Another thing that is not pointed out nearly enough about McCarthy (and his media mouthpieces and reflexive both-siders) taking Democratic support for granted is that such support never happens, ever:

Anyway, back to office politics. Rothman and others need to be clear on the precedent here. Minority parties always vote unanimously against the majority party’s candidate for Speaker. There are no exceptions. If Democrats had done otherwise, it would have been unprecedented.

So was unprecedented action called for? Let’s roll the tape:

  • Kevin McCarthy was one of the first Republicans to make a U-turn on the January 6th insurrection and deny that anything wrong happened.
  • McCarthy negotiated a spending level of $1.59 trillion for discretionary programs during the debt ceiling standoff. Within days he reneged on that and demanded a much lower spending level.
  • He did the same dozens of times, agreeing on some legislation or other and then immediately reneging under pressure from the MAGA wing of his party.
  • He made a handshake deal with President Biden to provide more funding for Ukraine. Practically before he made it back to the Capitol he had reneged on that.
  • He promised he wouldn’t open an impeachment inquiry without a full vote of the House, and then did it anyway on his own.
  • He took a bipartisan National Defense Authorization Act that passed 58-1 in the House Armed Services Committee and larded it up with right-wing poison pills that then passed only on a pure partisan vote and never had any chance of passing the Senate.
  • At the end, McCarthy offered nothing to Democrats as a token of good faith and even said he didn’t expect any of their votes.
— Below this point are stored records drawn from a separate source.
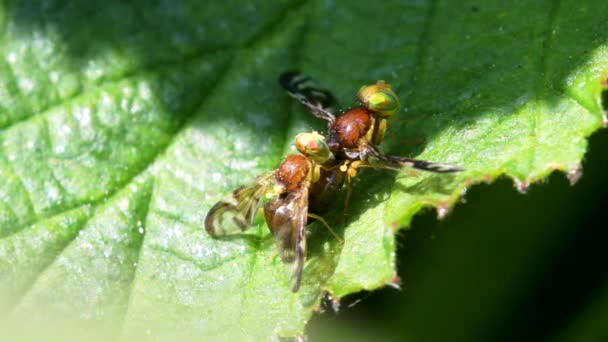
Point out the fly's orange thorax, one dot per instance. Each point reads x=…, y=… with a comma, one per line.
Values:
x=292, y=172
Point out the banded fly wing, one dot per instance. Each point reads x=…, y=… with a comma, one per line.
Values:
x=302, y=88
x=235, y=212
x=286, y=217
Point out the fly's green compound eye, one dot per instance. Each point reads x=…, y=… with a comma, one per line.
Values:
x=313, y=145
x=379, y=98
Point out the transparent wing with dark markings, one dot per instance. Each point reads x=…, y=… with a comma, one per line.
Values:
x=303, y=88
x=414, y=163
x=286, y=217
x=235, y=212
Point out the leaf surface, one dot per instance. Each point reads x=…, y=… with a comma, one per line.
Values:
x=121, y=125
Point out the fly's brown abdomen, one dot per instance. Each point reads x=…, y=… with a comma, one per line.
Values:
x=292, y=172
x=348, y=129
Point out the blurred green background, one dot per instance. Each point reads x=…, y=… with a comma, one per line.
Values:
x=503, y=266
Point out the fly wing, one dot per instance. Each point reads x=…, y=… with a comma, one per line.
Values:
x=303, y=89
x=413, y=163
x=286, y=217
x=235, y=213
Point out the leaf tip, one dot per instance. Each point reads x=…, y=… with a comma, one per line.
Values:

McCarthy betrayed Democrats over and over and over. It’s hard to see that they owed McCarthy anything, let alone that the circumstances were so unique that Democrats should have broken 200 years of tradition to interfere in the caucus matters of another party.

Nothing about McCarthy’s actions even hinted that he was trying to seek completely unprecedented Democratic support to maintain his speakership, and he got what he deserved and what anyone less incompetent than McCarthy would have known what was coming.